Y por qué, me preguntas, dices eso de que no estuviste en Nueva York, y te contesto que porque es cierto que no estuve y por qué no voy a decírselo a quien quiera saberlo. Ni en el gran Cañón, tampoco estuve, ni en ningún lugar de los EE UU, dicen los americanos del norte que paradigma de un mundo más feliz que el de Huxley, cosa que permítanme que les diga que dudo. El mundo más feliz imaginable, ha de tener, aunque las esconda, las partes más oscuras de cualquier mundo. Las cosas son así. Cuanto más grandes, más orondos, más aparentemente felices somos, más grande es nuestra sombra.

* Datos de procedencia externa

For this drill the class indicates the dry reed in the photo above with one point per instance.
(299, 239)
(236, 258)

Hay americanos sencillos, como Tony Hillerman, que escriben novelas sin grandes pretensiones, y, sin embargo, espléndidas, policíacas, cuyos protagonistas son policías tribales navajos de la reserva y se entera uno de viejas costumbres y convicciones culturales de los indios, sin duda amigos del autor, a su vez amigo de los navajos entre que al parecer creció, según dice su biografía. Una delicia, estarse con ellos a través de la desértica reserva donde cualquier chispear de lluvia es un asomarse al Edén, pero mientras lees, a pesar de todos los pesares y lo duro y casi imposible que debe ser sobrevivir en aquel territorio, te gustaría haber estado. Un mérito de este autor, casi desconocido entre nosotros, la mayoría de cuyas novelas en castellano todavía se encuentran de viejo, para mí verdaderas joyas y una o dos en algún fondo de librería. Ya no hay fondos de librería. Se devuelve lo aparentemente invendible –que es lo que nadie compra en unos días- y se “descataloga” –menuda palabreja-, lo que echan al cubo de las rebajas los almacenes de libros. Hermosos versos clásicos amarillean sin que ni por un euro se los lleve nadie del cajón de la puerta de la librería de viejo que huele a polvo y colillas rancias, si te atreves a entrar y fisgar y hurgar y buscar y a veces encontrar, un pequeño tesoro de lector apasionado.